Exxon Mobil, according to Bill Ragosa, uses many world-wide standards allowing staff to work seamlessly irrespective of location. Exxon recognizes best of breed software tools and strives to use one tool per function where possible. Data management supports this philosophy by establishing authority and responsibility, common procedures for access and update, and common formats. Data Management is managed through a world-wide organization which for instance ensures data ownership, common database management systems, common services for storage space, backup and problem solving. A ‘standard set’ of upstream data repositories (some Exxon proprietary developments) is deployed. Data services ensure business success and increase upstream productivity. Standard processes allow staff to move from one location to another and find themselves in front of the same desktop. Exxon is not afraid of developing its own technology and is “committed to developing high impact technology for the upstream through a $250 million annual R&D budget.” Over the years, the fruits of this program have included 3D seismic, seismic stratigraphy, digital reservoir simulation, seismic imaging with supercomputers and the first horizontal well.

Finder

Following the merger with Mobil, the Finder-GeoShare-OpenWorks infrastructure has been adopted to the Exxon Proprietary data model. This reflects less on the merits of the databases, but rather on the fact that 70% of Exxon Mobil’s data is in the Exxon database with the remainder in Finder. Exxon Mobil still uses GeoShare to move data into OpenWorks projects.

Digital Business

BP Amoco’s Hunter Rowe described work done internally using real-time collaborative tools SameTime and QuickPlace.
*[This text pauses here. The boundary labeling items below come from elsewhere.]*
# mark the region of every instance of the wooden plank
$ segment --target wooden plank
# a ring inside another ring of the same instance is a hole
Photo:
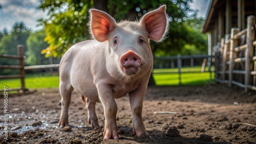
[[[254,46],[256,46],[256,40],[253,41],[252,42],[252,45],[253,45]]]
[[[11,55],[7,55],[7,54],[0,55],[0,58],[15,59],[19,59],[23,58],[24,59],[26,59],[25,56],[24,56],[23,57],[20,57],[19,56]]]
[[[250,74],[252,76],[256,76],[256,71],[252,71],[250,72]]]
[[[245,74],[245,70],[233,70],[232,73],[236,74],[241,74],[244,75]]]
[[[25,75],[1,75],[0,79],[16,79],[25,78]]]
[[[236,63],[245,62],[245,57],[237,58],[234,59],[234,61]]]
[[[219,11],[218,17],[218,39],[221,40],[221,38],[224,36],[224,15],[222,10]]]
[[[251,28],[254,27],[255,17],[253,15],[247,17],[247,32],[246,35],[246,43],[247,46],[245,49],[245,92],[247,92],[247,86],[252,83],[252,79],[250,78],[250,71],[252,70],[252,62],[251,61],[251,58],[252,57],[253,54],[253,47],[252,46],[252,40],[255,39],[255,31],[253,29],[251,30]]]
[[[253,60],[253,61],[256,61],[256,56],[253,56],[253,57],[252,57],[252,60]]]
[[[178,71],[179,73],[179,85],[181,85],[181,59],[180,58],[180,55],[178,54],[177,55],[177,66],[178,66]]]
[[[231,10],[231,0],[226,0],[226,19],[225,19],[225,33],[230,33],[230,30],[231,27],[231,17],[232,13]]]
[[[228,51],[227,49],[228,49],[229,45],[229,44],[226,43],[226,42],[229,40],[230,36],[230,34],[226,34],[225,35],[225,44],[223,50],[223,55],[222,55],[222,62],[221,68],[221,70],[222,71],[222,80],[223,81],[225,79],[225,71],[227,68],[226,62],[227,61],[227,52]]]
[[[23,46],[23,45],[22,44],[18,44],[17,46],[17,50],[18,56],[19,56],[20,57],[23,57],[23,56],[24,56],[24,46]],[[19,59],[19,65],[23,68],[24,67],[25,63],[24,59]],[[20,69],[19,75],[22,76],[25,76],[25,70],[24,69],[24,68]],[[25,90],[25,77],[22,77],[20,78],[20,82],[22,85],[22,89]]]
[[[241,84],[240,83],[239,83],[239,82],[234,81],[232,81],[232,84],[235,84],[235,85],[238,85],[240,87],[245,87],[245,86],[244,84]]]
[[[244,0],[238,0],[238,27],[241,30],[245,28]]]
[[[23,68],[20,65],[0,65],[0,68],[20,69]]]
[[[21,90],[22,88],[20,88],[20,87],[18,87],[18,88],[8,88],[8,91],[18,91],[18,90]],[[0,92],[3,92],[5,91],[5,90],[4,89],[0,89]]]
[[[248,85],[247,87],[250,88],[251,90],[256,90],[256,86],[252,86],[252,85]]]
[[[240,51],[243,51],[246,48],[247,46],[247,44],[244,44],[240,46],[237,46],[234,47],[234,52],[239,52]]]
[[[234,59],[237,57],[236,54],[234,53],[234,49],[238,44],[238,41],[237,39],[234,39],[234,35],[239,32],[239,28],[231,29],[230,46],[229,48],[229,65],[228,65],[228,86],[231,87],[232,81],[233,80],[233,73],[232,71],[234,69]]]
[[[29,69],[45,69],[49,68],[59,67],[59,64],[37,65],[25,66],[24,69],[29,70]]]

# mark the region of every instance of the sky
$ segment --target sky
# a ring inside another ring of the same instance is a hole
[[[190,6],[198,10],[198,16],[206,18],[211,0],[194,0]],[[171,3],[170,2],[170,3]],[[16,22],[23,21],[32,31],[42,29],[37,19],[46,17],[47,12],[38,10],[39,0],[0,0],[0,31],[5,28],[8,32]]]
These were deemed to be immature technologies and BP developed its own tools to support partner collaboration on the Gulf of Mexico Crazy Horse development. Other innovative technologies which have been on trial at BP include Autonomy’s Active Knowledge Agent. Outside of the organization, the enLinx.com site was developed to leverage the Forties pipeline system in the North Sea and now allows proprietors of small oil and gas pools to contact infrastructure owners. Rowe states “e-Business has been an exciting journey for BP. The internet is a ‘show stopper’ for the large number of employees who can access it. BP is ‘deeply digital’ thanks to the Microsoft Common Operating System.” Problems remain with interconnectivity between ‘back office’ data systems.